Swift claps me on the back with her gut-soaked hand. I elbow her in the stomach and roll off her, landing flat on my back.
And then somehow we’re both cackling. Not the quiet chuckles at each other’s expense that we’ve shared from time to time, but the raucous laughter that comes from sheer relief and the adrenaline in our blood gradually slipping away. A flush fills my face.
Swift catches my gaze, and she laughs even harder. “You look like a tomato!” she crows, trying to wring the slime from her hands.
“At least I don’t snort when I laugh,” I wheeze between breaths.
This only makes her snort harder. She picks up half of the fish and throws it at me. It hits me in the shoulder with a wet slap. “You’re so good at it—why don’t you give him the fish?”
I sit up, ready to leap on her again, but then the second half of the fish comes flying at my face. “Jesus Christ, Swift!” I yelp, swatting it away.
“Yeah, that’s right, here’s your uncivilized pirate wench,” she cackles, rolling on her side and pushing herself to her feet.
A bellow from the water marks Bao’s impatience. I pull a fish from the bucket and pitch it out into the sea, not caring where it lands.
As I sit there, taking in the bright world around me and the damp deck beneath me and the blood that’s rushed to my face, I finally take stock of what’s just happened. I was in a situation where I was completely safe, where Bao couldn’t touch me. And I threw myself headlong into his path, just to save Swift from her own stupidity.
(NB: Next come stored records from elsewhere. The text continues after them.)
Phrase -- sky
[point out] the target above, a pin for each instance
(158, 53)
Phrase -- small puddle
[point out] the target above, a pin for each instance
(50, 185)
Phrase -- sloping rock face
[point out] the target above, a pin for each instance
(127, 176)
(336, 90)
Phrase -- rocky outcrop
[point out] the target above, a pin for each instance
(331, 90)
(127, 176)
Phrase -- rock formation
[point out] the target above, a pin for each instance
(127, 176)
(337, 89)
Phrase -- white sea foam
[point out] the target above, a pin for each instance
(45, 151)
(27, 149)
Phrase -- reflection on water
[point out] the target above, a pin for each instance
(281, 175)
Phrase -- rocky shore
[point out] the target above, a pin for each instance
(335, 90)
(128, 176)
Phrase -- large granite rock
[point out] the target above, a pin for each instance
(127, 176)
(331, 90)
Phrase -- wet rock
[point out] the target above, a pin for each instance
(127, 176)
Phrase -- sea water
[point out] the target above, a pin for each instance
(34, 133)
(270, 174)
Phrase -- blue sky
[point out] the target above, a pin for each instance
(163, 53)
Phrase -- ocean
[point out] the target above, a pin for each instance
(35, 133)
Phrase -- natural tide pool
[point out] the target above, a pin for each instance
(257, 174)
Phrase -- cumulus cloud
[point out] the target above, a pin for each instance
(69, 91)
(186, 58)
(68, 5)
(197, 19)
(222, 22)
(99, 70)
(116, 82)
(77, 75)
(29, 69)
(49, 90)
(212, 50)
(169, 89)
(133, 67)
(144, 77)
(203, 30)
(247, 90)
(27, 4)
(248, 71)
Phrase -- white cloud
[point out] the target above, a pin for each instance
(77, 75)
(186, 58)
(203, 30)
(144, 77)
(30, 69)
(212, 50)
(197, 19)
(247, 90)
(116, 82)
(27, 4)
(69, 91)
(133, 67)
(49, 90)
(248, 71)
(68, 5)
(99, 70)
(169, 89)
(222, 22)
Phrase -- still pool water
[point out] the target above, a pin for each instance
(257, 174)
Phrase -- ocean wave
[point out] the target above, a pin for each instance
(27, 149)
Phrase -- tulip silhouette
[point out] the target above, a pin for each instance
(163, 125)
Swift, my captor. But Swift, the reason I’m still alive.
Swift, my guard. But Swift, my guardian.
She’s saved my life, and I’ve saved hers. Well, saved her arm, at least. Bao probably would have ripped it clean off if she’d left it there a microsecond longer. I acted without thinking. Maybe there’s some instinct deep inside me that wants to save people; maybe that’s why being a Reckoner trainer feels right, why I leapt for Swift the instant I realized she was in danger. Maybe I’m a good person at the core.
But in the back of my head there’s an insidious little voice telling me, “You’re part of the ship now.”
The laughter we shared sours in my memory, and I fight to keep my face straight.
Then the all-call crackles on.
“This is navigation,” an unfamiliar voice drawls. “We’ve picked up a bucket on our instruments three leagues to the North. Unescorted. The captain says we’re hitting it. Prepare accordingly.”